In the shadow of these industrial entrepreneurs, a social space was opening up for the growing city. The Fenian, Brian Dillon, nostalgically remembered the Glen mills in a poem written when in prison in England. Countless children learned to swim in the ‘Hatch’, and to play hurling on the ‘Black Patch.’
Together with the archival research that forms the greater part of this book, there are personal recollections of the author who grew up in the centre of the Glen in the 1950s and ‘60s.
Various short pieces have been written on ‘The Glen’ but it has never been the subject of a longer, thorough work. This book offers a distinctive insight into how a local area with a unique character contributes to the collective heritage of Cork city.
!26 pages with maps, colour and B&W images



About the author:
Gerard Martin O’Brien was born in Cork in 1953 and grew up in the ‘Engineer’s House’ at the heart of ‘Goulding’s Glen’ as the River Park was then known.
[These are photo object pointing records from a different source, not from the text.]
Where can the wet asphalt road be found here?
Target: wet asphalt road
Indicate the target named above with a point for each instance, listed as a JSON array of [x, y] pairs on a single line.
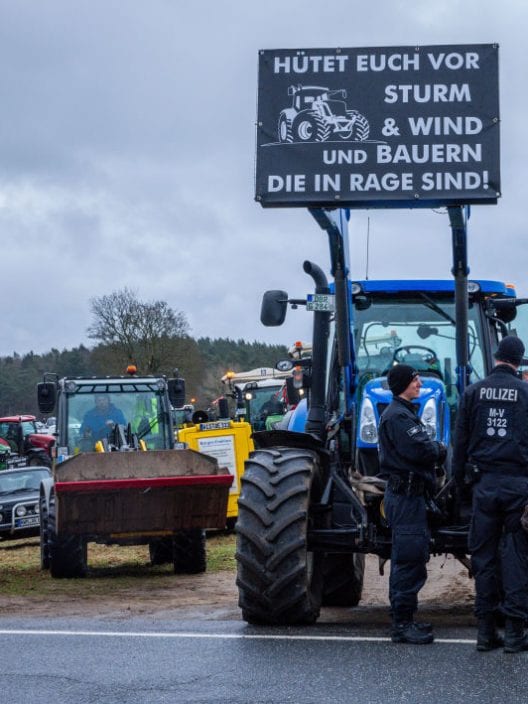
[[141, 661]]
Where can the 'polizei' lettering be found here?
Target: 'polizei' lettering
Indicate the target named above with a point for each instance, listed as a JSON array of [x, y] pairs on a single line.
[[493, 394]]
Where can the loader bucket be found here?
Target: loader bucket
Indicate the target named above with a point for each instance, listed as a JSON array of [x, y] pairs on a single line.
[[155, 492]]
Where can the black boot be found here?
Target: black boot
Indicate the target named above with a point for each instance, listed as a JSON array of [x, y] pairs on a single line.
[[487, 637], [410, 632], [514, 639]]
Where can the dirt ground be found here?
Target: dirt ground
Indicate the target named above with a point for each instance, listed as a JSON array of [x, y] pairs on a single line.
[[446, 597]]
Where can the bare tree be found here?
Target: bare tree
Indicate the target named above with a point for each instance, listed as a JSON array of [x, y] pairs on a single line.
[[142, 332]]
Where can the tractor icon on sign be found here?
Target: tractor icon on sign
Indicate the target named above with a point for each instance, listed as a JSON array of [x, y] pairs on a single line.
[[319, 113]]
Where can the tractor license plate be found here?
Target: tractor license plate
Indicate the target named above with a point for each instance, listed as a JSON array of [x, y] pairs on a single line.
[[320, 302], [27, 522]]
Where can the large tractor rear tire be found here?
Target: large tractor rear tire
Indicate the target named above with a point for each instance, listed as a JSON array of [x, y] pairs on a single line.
[[189, 556], [279, 580], [66, 553], [343, 579]]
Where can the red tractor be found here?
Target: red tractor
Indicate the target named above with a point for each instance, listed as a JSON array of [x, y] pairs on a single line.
[[20, 435]]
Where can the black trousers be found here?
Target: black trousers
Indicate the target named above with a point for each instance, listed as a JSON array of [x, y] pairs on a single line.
[[407, 518], [499, 546]]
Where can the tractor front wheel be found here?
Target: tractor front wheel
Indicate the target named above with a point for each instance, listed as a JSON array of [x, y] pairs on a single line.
[[309, 127], [279, 580]]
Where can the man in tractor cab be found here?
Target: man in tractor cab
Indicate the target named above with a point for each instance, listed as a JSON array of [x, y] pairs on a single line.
[[98, 421], [491, 442], [407, 460]]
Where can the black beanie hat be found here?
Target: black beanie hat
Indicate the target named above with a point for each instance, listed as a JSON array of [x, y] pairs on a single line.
[[399, 378], [511, 350]]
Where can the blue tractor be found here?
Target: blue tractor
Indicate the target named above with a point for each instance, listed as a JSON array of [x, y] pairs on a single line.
[[311, 505]]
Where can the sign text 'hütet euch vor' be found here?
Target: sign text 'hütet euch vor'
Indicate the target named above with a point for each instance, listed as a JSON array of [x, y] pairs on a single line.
[[398, 126]]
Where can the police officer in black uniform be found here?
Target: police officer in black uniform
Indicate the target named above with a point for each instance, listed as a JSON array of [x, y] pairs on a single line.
[[407, 459], [492, 441]]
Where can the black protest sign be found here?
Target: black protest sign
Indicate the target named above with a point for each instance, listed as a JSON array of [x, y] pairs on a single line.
[[381, 127]]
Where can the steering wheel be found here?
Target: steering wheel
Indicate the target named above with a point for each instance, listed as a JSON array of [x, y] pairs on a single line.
[[429, 358]]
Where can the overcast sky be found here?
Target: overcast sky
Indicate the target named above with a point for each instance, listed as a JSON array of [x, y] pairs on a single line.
[[127, 139]]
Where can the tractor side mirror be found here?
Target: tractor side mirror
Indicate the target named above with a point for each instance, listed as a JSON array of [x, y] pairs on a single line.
[[292, 392], [505, 309], [273, 309], [176, 388], [46, 396]]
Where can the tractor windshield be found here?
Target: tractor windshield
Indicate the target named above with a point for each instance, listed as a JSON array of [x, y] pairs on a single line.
[[93, 410], [263, 403], [417, 330]]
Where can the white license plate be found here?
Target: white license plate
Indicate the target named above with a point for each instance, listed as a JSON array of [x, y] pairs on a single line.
[[323, 302], [27, 522]]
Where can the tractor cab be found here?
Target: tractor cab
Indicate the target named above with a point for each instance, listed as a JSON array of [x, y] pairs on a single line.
[[413, 322]]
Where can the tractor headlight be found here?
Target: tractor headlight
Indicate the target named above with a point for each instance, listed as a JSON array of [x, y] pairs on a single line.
[[368, 431], [429, 418]]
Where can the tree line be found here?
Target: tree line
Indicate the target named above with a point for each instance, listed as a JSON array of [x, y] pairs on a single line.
[[150, 335]]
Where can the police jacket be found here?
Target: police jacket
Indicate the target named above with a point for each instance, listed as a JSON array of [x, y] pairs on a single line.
[[492, 425], [404, 445]]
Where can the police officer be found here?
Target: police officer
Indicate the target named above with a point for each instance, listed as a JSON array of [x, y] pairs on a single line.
[[492, 439], [407, 460]]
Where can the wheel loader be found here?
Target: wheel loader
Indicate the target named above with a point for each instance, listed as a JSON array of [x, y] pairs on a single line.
[[118, 478]]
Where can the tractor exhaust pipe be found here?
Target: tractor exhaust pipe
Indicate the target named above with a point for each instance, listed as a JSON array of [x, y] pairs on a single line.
[[460, 271], [316, 420]]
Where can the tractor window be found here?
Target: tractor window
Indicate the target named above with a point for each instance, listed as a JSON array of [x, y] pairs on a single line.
[[416, 331], [92, 416]]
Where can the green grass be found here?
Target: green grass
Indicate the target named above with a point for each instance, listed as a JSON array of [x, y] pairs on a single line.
[[111, 569]]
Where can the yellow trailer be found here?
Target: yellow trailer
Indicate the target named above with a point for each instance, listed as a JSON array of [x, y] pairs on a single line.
[[230, 443]]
This publication is the result of extensive research into the history of the area as well as his own personal memories and experiences of living in ‘The Glen’.
Gerard studied at NUI Galway, the University of Bologna and the University of Limerick. His interests focus on 19th and early 20th century Irish history and literature. He has lectured on third level educational programmes in Ireland and United States. He has also worked on numerous publishing and heritage projects as well as writing two historical novels ‘A Kind of Innocence’ and ‘The Key is Turned’.